SURFSIDE, FLA. (WSVN) - Miami-Dade commissioners have begun the long task of finding out the cause of the partial condo colllapse in Surfside.

Thursday’s commission meeting included a moment of silence for the victims and rescuers in the collapse of Champlain Towers’ South building.

Commissioners were briefed by county, state and federal agencies on the front lines of the investigation.

County officials vowed they will do everything in their power to prevent another similar tragedy from happening.

In addition to finding out what happened, commissioners said they want to know what can be done to make sure other buildings in the county are safe.

Many commissioners have visited the collapse site and met with the victims.

“It was very hard for me to go to that place,” said Commissioner Rebeca Sosa.

Commissioners said the collapse is having far-reaching effects across Miami-Dade County.

“The level of anxiety that there is and the questions we are getting from our residents is something that concerns me.
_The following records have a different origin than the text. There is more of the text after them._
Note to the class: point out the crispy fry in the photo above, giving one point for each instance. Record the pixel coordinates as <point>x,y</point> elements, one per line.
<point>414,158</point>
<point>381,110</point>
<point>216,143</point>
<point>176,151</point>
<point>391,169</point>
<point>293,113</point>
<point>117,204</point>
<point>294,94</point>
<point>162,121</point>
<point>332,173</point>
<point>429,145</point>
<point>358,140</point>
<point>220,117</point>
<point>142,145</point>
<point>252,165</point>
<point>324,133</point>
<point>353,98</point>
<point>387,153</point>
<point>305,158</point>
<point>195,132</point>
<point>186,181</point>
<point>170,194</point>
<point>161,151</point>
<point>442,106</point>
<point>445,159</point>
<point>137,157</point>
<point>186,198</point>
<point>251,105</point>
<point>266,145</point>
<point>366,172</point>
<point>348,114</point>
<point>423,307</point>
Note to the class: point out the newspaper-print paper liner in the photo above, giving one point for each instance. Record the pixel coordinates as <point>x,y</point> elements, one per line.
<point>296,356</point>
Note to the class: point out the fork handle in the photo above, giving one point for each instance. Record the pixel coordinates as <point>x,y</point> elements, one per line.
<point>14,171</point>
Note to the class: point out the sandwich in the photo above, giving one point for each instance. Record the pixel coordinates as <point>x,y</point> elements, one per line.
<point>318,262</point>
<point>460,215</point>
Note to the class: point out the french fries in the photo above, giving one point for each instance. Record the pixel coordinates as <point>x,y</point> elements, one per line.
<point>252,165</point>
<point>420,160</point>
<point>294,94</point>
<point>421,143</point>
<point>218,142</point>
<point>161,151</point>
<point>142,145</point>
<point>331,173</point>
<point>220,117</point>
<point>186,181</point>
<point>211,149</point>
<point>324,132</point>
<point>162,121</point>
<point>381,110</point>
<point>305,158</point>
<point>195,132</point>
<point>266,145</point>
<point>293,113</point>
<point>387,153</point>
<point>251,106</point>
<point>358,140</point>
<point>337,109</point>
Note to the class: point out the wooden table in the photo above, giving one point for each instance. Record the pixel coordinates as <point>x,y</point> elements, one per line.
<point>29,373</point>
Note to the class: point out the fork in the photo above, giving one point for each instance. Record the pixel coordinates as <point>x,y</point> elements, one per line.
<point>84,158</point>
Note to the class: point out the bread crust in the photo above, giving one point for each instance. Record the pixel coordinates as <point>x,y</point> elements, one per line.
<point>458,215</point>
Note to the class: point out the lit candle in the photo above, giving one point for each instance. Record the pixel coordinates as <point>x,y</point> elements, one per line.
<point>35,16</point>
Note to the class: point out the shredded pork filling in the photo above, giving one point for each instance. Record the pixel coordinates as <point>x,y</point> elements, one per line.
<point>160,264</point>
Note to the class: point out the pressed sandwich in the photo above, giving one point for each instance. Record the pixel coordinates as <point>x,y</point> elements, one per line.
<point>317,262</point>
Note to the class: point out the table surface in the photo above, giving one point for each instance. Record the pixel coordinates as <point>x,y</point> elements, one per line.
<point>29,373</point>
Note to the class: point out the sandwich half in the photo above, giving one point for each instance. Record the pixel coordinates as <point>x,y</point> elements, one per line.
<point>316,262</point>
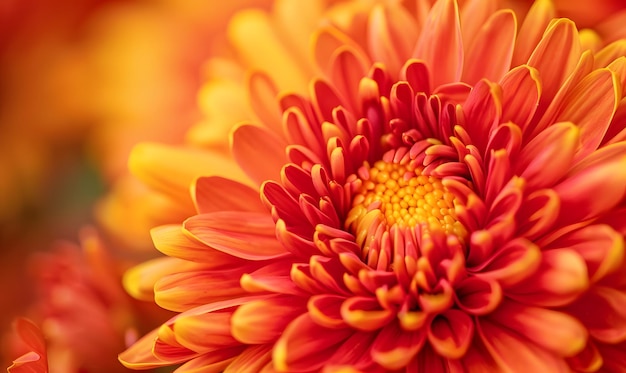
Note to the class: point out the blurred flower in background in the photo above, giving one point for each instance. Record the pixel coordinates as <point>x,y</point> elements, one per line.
<point>79,90</point>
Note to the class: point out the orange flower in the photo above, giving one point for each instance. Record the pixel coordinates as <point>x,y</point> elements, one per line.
<point>449,196</point>
<point>84,313</point>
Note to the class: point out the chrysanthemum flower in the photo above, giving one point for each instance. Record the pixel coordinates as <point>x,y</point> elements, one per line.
<point>449,196</point>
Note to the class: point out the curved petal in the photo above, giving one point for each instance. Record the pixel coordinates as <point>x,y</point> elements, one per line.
<point>171,170</point>
<point>478,296</point>
<point>494,43</point>
<point>172,241</point>
<point>216,193</point>
<point>561,278</point>
<point>547,157</point>
<point>511,350</point>
<point>440,44</point>
<point>300,347</point>
<point>593,189</point>
<point>554,331</point>
<point>521,91</point>
<point>451,333</point>
<point>244,235</point>
<point>263,320</point>
<point>259,152</point>
<point>601,247</point>
<point>35,359</point>
<point>394,347</point>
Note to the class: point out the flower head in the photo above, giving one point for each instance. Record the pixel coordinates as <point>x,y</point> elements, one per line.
<point>449,196</point>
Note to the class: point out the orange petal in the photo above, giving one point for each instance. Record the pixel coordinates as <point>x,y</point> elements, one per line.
<point>553,331</point>
<point>326,310</point>
<point>548,156</point>
<point>515,261</point>
<point>307,346</point>
<point>521,91</point>
<point>591,105</point>
<point>392,35</point>
<point>216,193</point>
<point>171,170</point>
<point>494,43</point>
<point>139,355</point>
<point>365,313</point>
<point>205,332</point>
<point>512,350</point>
<point>259,152</point>
<point>483,112</point>
<point>593,189</point>
<point>35,359</point>
<point>264,320</point>
<point>326,42</point>
<point>451,333</point>
<point>534,25</point>
<point>252,359</point>
<point>185,290</point>
<point>606,317</point>
<point>561,278</point>
<point>139,281</point>
<point>555,56</point>
<point>258,43</point>
<point>600,246</point>
<point>212,362</point>
<point>395,347</point>
<point>263,99</point>
<point>440,44</point>
<point>172,241</point>
<point>246,235</point>
<point>478,296</point>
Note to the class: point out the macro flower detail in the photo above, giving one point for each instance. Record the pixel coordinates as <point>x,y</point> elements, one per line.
<point>419,210</point>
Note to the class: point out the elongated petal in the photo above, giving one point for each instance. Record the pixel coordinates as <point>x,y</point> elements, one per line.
<point>220,194</point>
<point>244,235</point>
<point>512,350</point>
<point>305,346</point>
<point>451,333</point>
<point>394,347</point>
<point>264,320</point>
<point>592,190</point>
<point>494,43</point>
<point>246,142</point>
<point>554,331</point>
<point>440,43</point>
<point>547,157</point>
<point>561,278</point>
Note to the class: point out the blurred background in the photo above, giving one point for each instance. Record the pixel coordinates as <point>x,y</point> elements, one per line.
<point>81,81</point>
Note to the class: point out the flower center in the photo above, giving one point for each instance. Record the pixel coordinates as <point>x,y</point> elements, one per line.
<point>400,195</point>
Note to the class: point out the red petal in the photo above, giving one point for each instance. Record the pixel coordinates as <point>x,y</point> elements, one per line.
<point>264,320</point>
<point>494,43</point>
<point>246,235</point>
<point>561,278</point>
<point>395,347</point>
<point>478,296</point>
<point>451,333</point>
<point>212,194</point>
<point>553,331</point>
<point>307,346</point>
<point>259,152</point>
<point>440,44</point>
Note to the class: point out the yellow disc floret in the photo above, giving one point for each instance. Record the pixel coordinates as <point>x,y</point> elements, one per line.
<point>401,195</point>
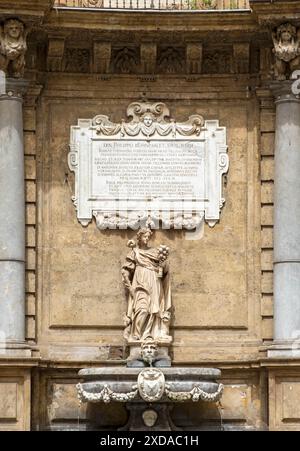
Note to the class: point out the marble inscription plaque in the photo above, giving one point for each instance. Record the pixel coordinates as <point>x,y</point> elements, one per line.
<point>150,170</point>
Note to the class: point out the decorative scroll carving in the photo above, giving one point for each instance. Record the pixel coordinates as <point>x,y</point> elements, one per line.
<point>217,61</point>
<point>125,60</point>
<point>13,48</point>
<point>194,58</point>
<point>171,60</point>
<point>56,50</point>
<point>286,40</point>
<point>241,53</point>
<point>102,57</point>
<point>148,57</point>
<point>151,384</point>
<point>296,84</point>
<point>141,196</point>
<point>195,395</point>
<point>78,60</point>
<point>148,119</point>
<point>92,3</point>
<point>106,395</point>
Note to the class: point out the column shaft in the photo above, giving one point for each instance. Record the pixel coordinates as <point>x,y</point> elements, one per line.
<point>12,220</point>
<point>287,215</point>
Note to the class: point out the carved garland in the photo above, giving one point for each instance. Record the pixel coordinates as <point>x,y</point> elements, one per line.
<point>195,395</point>
<point>107,395</point>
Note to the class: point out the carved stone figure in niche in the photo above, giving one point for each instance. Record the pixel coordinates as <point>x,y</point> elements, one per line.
<point>286,41</point>
<point>145,274</point>
<point>149,351</point>
<point>13,48</point>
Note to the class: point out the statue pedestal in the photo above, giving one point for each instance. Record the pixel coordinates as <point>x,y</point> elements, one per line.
<point>161,360</point>
<point>149,393</point>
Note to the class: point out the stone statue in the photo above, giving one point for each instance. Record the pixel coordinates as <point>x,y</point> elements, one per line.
<point>286,41</point>
<point>13,48</point>
<point>145,274</point>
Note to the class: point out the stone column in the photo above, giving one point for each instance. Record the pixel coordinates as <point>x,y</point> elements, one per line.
<point>12,216</point>
<point>286,222</point>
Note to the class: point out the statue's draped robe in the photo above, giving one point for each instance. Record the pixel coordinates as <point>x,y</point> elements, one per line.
<point>150,297</point>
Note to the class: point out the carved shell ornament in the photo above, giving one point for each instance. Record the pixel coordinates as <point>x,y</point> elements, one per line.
<point>148,119</point>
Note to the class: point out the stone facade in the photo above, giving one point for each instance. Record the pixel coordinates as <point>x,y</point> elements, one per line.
<point>218,65</point>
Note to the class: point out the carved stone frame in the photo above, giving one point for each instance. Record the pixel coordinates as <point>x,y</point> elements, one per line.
<point>179,214</point>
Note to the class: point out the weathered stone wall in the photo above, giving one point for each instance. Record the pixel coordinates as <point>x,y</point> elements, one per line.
<point>215,280</point>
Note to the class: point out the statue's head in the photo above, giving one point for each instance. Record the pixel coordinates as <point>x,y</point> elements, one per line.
<point>13,28</point>
<point>144,235</point>
<point>286,33</point>
<point>148,119</point>
<point>149,350</point>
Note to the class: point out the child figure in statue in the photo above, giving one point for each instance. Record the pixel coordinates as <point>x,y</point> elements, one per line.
<point>146,276</point>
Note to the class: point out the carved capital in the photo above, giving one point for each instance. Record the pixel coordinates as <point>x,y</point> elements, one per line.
<point>286,40</point>
<point>283,92</point>
<point>13,48</point>
<point>12,89</point>
<point>56,50</point>
<point>194,58</point>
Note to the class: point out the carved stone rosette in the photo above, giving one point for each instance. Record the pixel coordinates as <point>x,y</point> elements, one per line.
<point>116,179</point>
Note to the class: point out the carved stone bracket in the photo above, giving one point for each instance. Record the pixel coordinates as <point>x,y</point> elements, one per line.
<point>195,395</point>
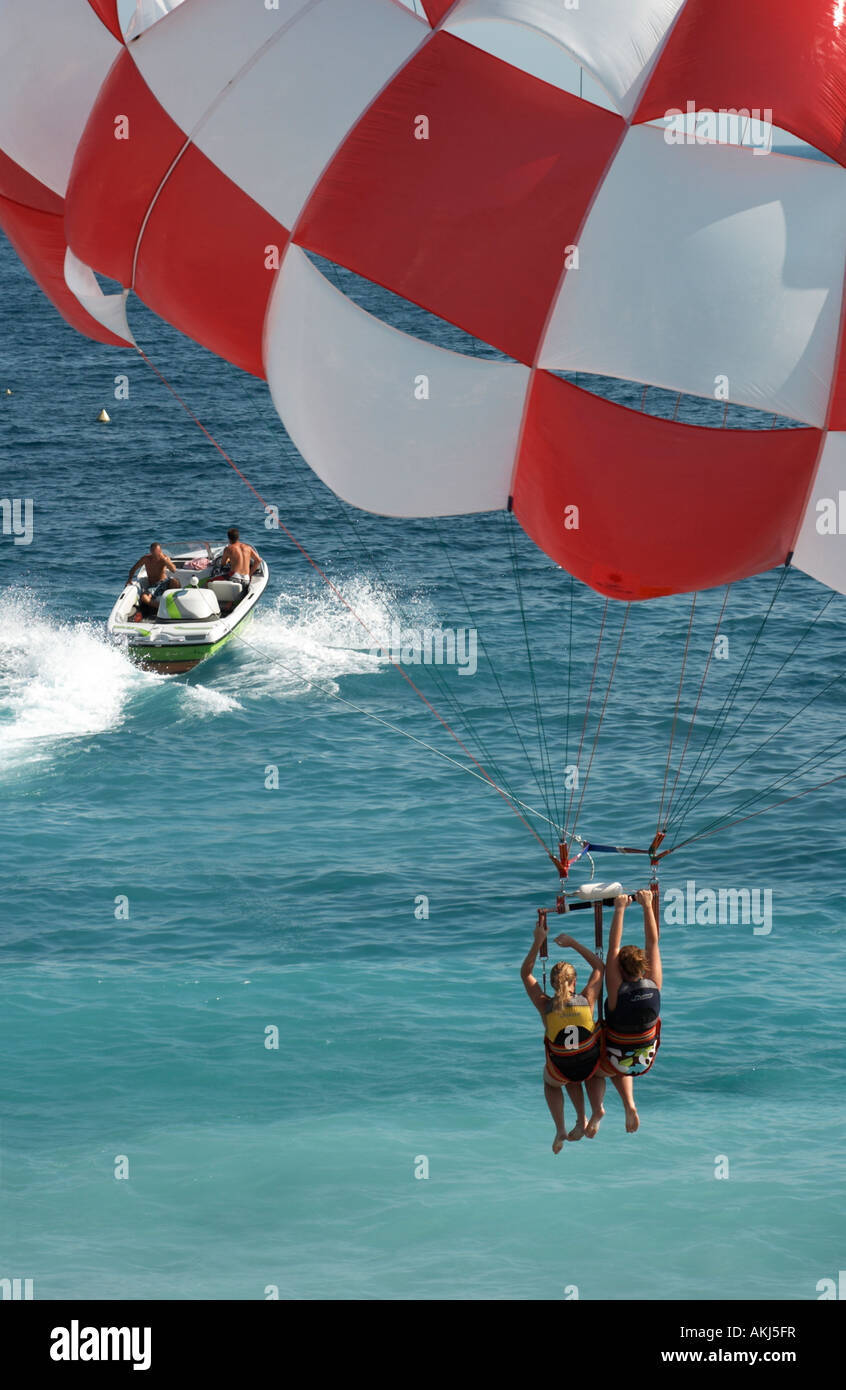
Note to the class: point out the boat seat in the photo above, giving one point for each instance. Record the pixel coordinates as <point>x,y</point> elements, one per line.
<point>186,576</point>
<point>227,591</point>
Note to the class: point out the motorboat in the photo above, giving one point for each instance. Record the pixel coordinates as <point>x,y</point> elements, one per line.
<point>191,622</point>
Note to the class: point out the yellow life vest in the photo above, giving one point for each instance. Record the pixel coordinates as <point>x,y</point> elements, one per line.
<point>574,1015</point>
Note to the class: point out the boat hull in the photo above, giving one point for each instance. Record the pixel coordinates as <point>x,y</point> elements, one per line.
<point>172,645</point>
<point>175,660</point>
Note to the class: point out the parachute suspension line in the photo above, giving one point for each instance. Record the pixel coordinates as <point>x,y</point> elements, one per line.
<point>578,759</point>
<point>542,744</point>
<point>692,722</point>
<point>489,659</point>
<point>602,715</point>
<point>813,758</point>
<point>599,944</point>
<point>327,690</point>
<point>446,694</point>
<point>718,829</point>
<point>347,605</point>
<point>678,698</point>
<point>757,701</point>
<point>710,751</point>
<point>568,669</point>
<point>705,676</point>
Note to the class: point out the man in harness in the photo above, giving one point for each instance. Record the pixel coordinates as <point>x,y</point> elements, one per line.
<point>634,980</point>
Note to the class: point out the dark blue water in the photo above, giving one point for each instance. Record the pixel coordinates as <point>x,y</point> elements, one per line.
<point>161,908</point>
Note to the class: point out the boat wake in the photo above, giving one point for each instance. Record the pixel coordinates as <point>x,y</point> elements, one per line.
<point>64,681</point>
<point>306,638</point>
<point>57,680</point>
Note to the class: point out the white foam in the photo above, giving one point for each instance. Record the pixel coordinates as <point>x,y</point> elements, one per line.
<point>307,634</point>
<point>57,680</point>
<point>199,701</point>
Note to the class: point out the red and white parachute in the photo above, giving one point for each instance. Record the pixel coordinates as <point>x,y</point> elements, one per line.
<point>448,156</point>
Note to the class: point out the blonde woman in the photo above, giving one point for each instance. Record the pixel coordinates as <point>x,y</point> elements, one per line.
<point>634,980</point>
<point>570,1036</point>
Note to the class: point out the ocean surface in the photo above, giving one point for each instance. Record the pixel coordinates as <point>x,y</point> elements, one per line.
<point>191,863</point>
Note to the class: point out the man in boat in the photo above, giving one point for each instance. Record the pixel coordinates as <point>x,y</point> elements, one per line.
<point>160,576</point>
<point>239,560</point>
<point>634,980</point>
<point>571,1037</point>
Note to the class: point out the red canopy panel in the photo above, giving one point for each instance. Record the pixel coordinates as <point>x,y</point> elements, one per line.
<point>109,13</point>
<point>664,508</point>
<point>202,262</point>
<point>202,253</point>
<point>39,239</point>
<point>436,10</point>
<point>785,56</point>
<point>20,186</point>
<point>113,182</point>
<point>473,223</point>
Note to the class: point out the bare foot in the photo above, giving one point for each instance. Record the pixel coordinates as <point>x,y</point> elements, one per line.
<point>591,1132</point>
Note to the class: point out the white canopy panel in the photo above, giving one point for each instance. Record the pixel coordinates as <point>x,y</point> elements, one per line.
<point>109,310</point>
<point>705,262</point>
<point>53,60</point>
<point>271,114</point>
<point>613,39</point>
<point>352,392</point>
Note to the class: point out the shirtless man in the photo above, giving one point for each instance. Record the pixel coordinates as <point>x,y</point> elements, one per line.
<point>156,567</point>
<point>239,560</point>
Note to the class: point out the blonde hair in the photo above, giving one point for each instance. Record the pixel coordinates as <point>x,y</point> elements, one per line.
<point>563,982</point>
<point>632,962</point>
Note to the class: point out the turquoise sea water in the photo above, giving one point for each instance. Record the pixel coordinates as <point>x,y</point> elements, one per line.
<point>399,1040</point>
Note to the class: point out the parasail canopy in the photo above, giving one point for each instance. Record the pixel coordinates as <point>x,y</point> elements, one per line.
<point>510,167</point>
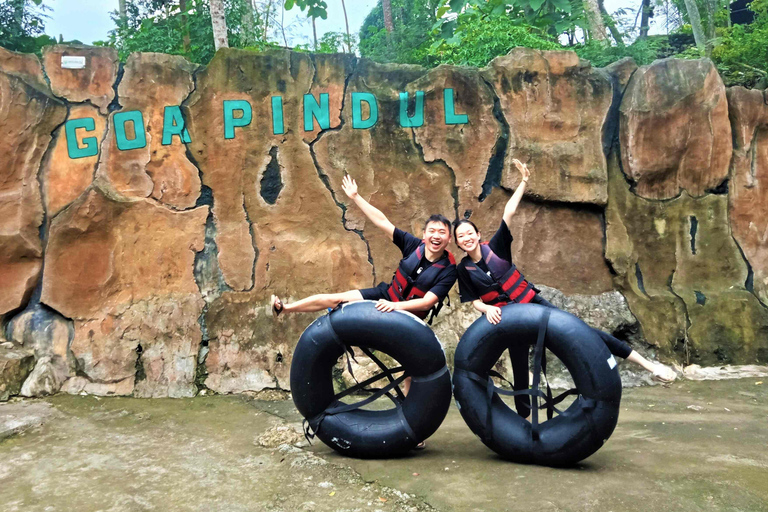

It’s something that we’re trying to respond to,” said Commissioner Raquel Regalado.

An important part of that response is finding out whether local building codes and laws need to be rewritten to protect everyone living in condo buildings and high-rises.

Commissioner Javier Souto compared the process the commission is facing to what they did after Hurricane Andrew.

“I was part of the efforts that were done here when we changed the codes, the county codes, the building codes, and we did a hell of a job,” he said. “I was part of it here, in this board, in those days after Hurricane Andrew.”

To this day, South Florida has some of the strictest building codes in the country.

But the first steps in the Champlain South Tower collapse are just beginning, with the cause being investigated by local police, as well as state and federal agencies. One of these agencies is the National Institute of Standards and Technology, which investigated the World Trade Center collapse.

“In any building collapse, we want to understand how it was designed, how it was constructed, how it was modified, how it was maintained,” said Judith Mitrani-Reiser.

NIST officials have created a webpage asking for people who have photos, videos or other documentation of the collapsed building to upload them for investigators to review.

However, officials warned, that review will not be a quick process.

“This will be a fact-finding, not fault-finding investigation, and it will take time, possibly several years,” said Mitrani-Reiser.

Several commissioners expressed concern about moving too quickly. They said the investigations should be completed before making changes to local laws.

“In our passion and our need to react to something that was extraordinary horrific, sometimes we rush to change laws, and we never see whether it was actually the policy,” said Commissioner Oliver Gilbert III.

In the short term, the county has stepped up enforcement of the 40-year inspection process and is encouraging local cities to do the same.

Last Friday, hundreds of residents were displaced from the Crestview Towers in North Miami Beach. As enforcement steps up, local leaders said, the county has a plan to help anyone evacuated from an unsafe structure.

“We are working with our Office of Emergency Management and the Red Cross to create a process for any future evacuations, if needed,” said Miami-Dade Mayor Daniella Levine Cava. “We were able to assist those that were evacuated from North Miami Beach.”

Similar efforts are underway in Broward County. During a meeting Wednesday, commissioners were informed there are six to eight buildings in Fort Lauderdale with some structural concerns. However, no buildings are currently in violation.